Where Architecture Meets Ambiguity

Art

Architect-artist Jeff Siscar’s first solo exhibition, Squares of Water, explores the profound tension between rigid architectural structure and fluid uncertainty

Words Rebelyn Beyong
Photos courtesy of Jeff Siscar and SPRUCE Gallery
April 29, 2026

There is something inherently unsettling about an exhibition titled “Squares of Water.” Water, in its purest state, moves, disperses, and famously resists any defined edges. Yet this striking contradiction, imposing order on an element that naturally resists containment, sits at the very heart of Filipino visual artist and architect Jeff Siscar’s debut solo exhibition.

Opening at SPRUCE Gallery in Ortigas Center, Pasig City, the show serves as an open invitation for visitors to slow down and actively question the reliability of their own perception.

Artist Jeff Siscar

Imposing order on the uncontainable

Trained as an architect at the University of Santo Tomas, Siscar is currently a principal architect and co-founder of Celllo Design Collective. In the rigorous world of architecture, decisions must be firmly resolved: buildings must stand, and a drawn line carries heavy physical consequences.

Head In The Clouds - 36 in x 36 in - oil on canvass

However, on his canvases, that strict expectation significantly loosens. While a semblance of structure remains, its purpose shifts away from securing a definitive answer, operating instead to open an uncertain condition.

Spaces appear legible and clear at first glance, but upon closer inspection, lines hesitate. Directions refuse to settle, and surfaces that suggest depth suddenly withdraw, subverting the expectation of a logical end.

A psychological staging of space

Curated by Ric Gindap, the Manila-based branding strategist and founder of Design For Tomorrow, the collection offers a masterful display of psychological spatialism. Siscar’s spaces are not merely fixed locations, but rather architectural environments that register profound states of mind.

Let The Current Take You - 36 in x 36 in - oil on canvass

Viewers will notice subtle elasticity and shifts in logic that recall the great surrealists, with traces of M.C. Escher, René Magritte, Giorgio de Chirico, and Salvador Dalí echoing through the precise handling of space.

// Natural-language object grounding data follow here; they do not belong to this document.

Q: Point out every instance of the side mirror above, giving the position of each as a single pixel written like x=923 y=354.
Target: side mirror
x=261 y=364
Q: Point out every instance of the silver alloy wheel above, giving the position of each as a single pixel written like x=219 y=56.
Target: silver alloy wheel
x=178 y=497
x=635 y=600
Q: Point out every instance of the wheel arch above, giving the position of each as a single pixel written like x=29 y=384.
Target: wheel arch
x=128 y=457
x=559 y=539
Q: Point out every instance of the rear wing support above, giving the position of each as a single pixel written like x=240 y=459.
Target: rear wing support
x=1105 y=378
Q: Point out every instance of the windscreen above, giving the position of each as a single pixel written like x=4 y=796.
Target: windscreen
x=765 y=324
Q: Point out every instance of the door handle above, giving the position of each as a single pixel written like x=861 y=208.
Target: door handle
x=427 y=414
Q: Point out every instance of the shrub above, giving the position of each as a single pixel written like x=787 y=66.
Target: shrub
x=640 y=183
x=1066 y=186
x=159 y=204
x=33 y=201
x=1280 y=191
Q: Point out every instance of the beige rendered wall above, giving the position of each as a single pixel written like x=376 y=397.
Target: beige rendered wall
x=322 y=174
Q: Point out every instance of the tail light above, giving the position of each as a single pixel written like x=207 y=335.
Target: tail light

Yet Siscar holds these artistic impulses in an indecisive restraint, using small dislocations to alter the entire atmosphere without relying on phantasmagorical excess.

Elementary shapes like the circle, square, and triangle act as compositional components that echo Kandinsky and the Bauhaus search for essential form.

The geometry of suspension

The Backyard - 20 in x 30 in - oil on canvass

Within these unnerving environments, figures frequently appear entirely alone. They approach, descend, or remain permanently suspended in the precise interval right before an action completes itself.

It is an eerie mirror of human psychology; like architecture, the paintings feature thresholds—a doorway, a ledge, or the edge of a pool—where movement carries highly uncertain repercussions. Water is an ever-present force here, transcending mere materiality as it reflects, distorts, and repeatedly absorbs. It suggests transparency while deliberately withholding confirmation.

Transit through Dimensions - 18 in x 24 in - oil on canvass

Siscar’s canvases do not spoon-feed meaning or offer a comfortable, logical conclusion. Instead, they hold tension aloft, inviting the observer to step inside and explore. We have a habit of asking art to provide explanations of itself, but Siscar, with his self-effacing demeanor, does not answer.

The exhibition ultimately poses a far more interesting question than simply asking what the art means: Where do you place yourself within these spaces? Whether you are measuring the distance at the edge or already mid-descent, “Squares of Water” waits to see what it might cost you to face the plunge. The exhibition runs until May 8 at SPRUCE Gallery.